Concentrating on class isn’t happening, so instead he texts Ransom a dirty limerick which could probably give Nursey a run for his money in the poetry department (There once was a d-man named Ransom / Who Holster thought very handsome / He had a big dick / Enjoyed a good lick / One half of the sexiest twosome), and doodles aimlessly in the margins of his notebook. Laser tag could work, he thinks, as long as they’re not like, in a game with a bunch of kids… but maybe he could bring the others along for some surprise team bonding, which could be fun. Ransom would enjoy the couple hours of distraction from his homework and it’s competitive enough that it would hold everyone else’s attention. Also, like, shooting shit is fun as fuck. Maybe it’s not romantic or anything, but --
“Aw hell,” March whispers. She points to her computer screen. “It’s booked up until Tuesday.”
Holster all but collapses onto the desk.
“Well, there’s always dinner and a movie,” Jimmy says, patting Holster’s arm gently.
It’s time, Holster thinks, to haul in the big guns.
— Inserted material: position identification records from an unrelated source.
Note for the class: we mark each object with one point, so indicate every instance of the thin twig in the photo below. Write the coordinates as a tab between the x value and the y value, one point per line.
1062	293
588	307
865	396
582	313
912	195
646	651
Lardo’s studio space is on the other end of campus, in an old convent repurposed in the 70s as first the building for Samwell’s secretarial sciences then later as the art department. General consensus is that it sees as many if not more portraits of Jesus and Mary now as it did as a convent, because, well, art students. When Holster knocks on the door of Lardo’s designated space, he’s totally unsurprised that Shitty is the one who opens it, dressed only in what looks to be a fuschia jock strap. That probably wasn’t a very common sight for the old nuns, anyway.
“Holster! The man, the myth, the -- are you still growing, dude? I swear to fuck you weren’t this tall last time I saw you. Hey, Lards, Holtzy’s here. Seriously, brah. What’s Bitty putting in his pies?” Shitty says, mostly all in one breath. He steps aside to let Holster in, who enters to see Lardo lying on a paint-splattered tarp, an arm thrown over her eyes, a googly eye stuck to her wrist and a bag of two-bite brownies half-empty beside her. There are crumbs on her mouth, and three cans of Redbull on a table in the corner.
“You alright?” Holster asks, poking her with his toes. He plops down next to her and crosses his legs, really hoping the paint on the tarp is dry. It makes a crinkly, plasticky sound as he arranges himself.
“Just brought a piece down to the kilns,” Shitty says, falling too, more gracefully than is generally expected from a man of his aesthetic. He lays his head on Lardo’s stomach. “She worked on it for weeks.”
“Tired,” Lardo says. Her voice is hoarse. “Art. Hard.”
“Believe me, I know,” Holster says.
Lardo’s arm lifts slightly so she can squint at him. “How,” she says. “You’re not an artist.”
Holster pffts. “Just because you don’t appreciate my Abba fanfiction doesn’t mean no one does.”
“I’m more of a One Direction guy myself,” Shitty mumbles. Lardo begins petting his mustache with her thumb which would be sweet if Shitty didn’t moan softly with each downstroke (and if he wasn’t ninety five percent naked).
“Right. Okay. Well.” Holster clears his throat. “What is your ideal date?”
“Are you propositioning us? I swear I had a recurring dream of this exact situation in two different languages last year, neither of which were English. Do you speak Dutch, by any chance?” Shitty says, and Holster doesn’t quite know how to answer. Luckily, Shitty has never needed a response to continue his ramblings. “Nevermind. Stoned stargazing, definitely. Looking up at the universe, feeling small, but like, connected. Because you’re together. You feel me, brah? Like you’re part of a community. More than the sum of your parts. God, that’s beautiful. Should I write that down? Remind me to write that down.”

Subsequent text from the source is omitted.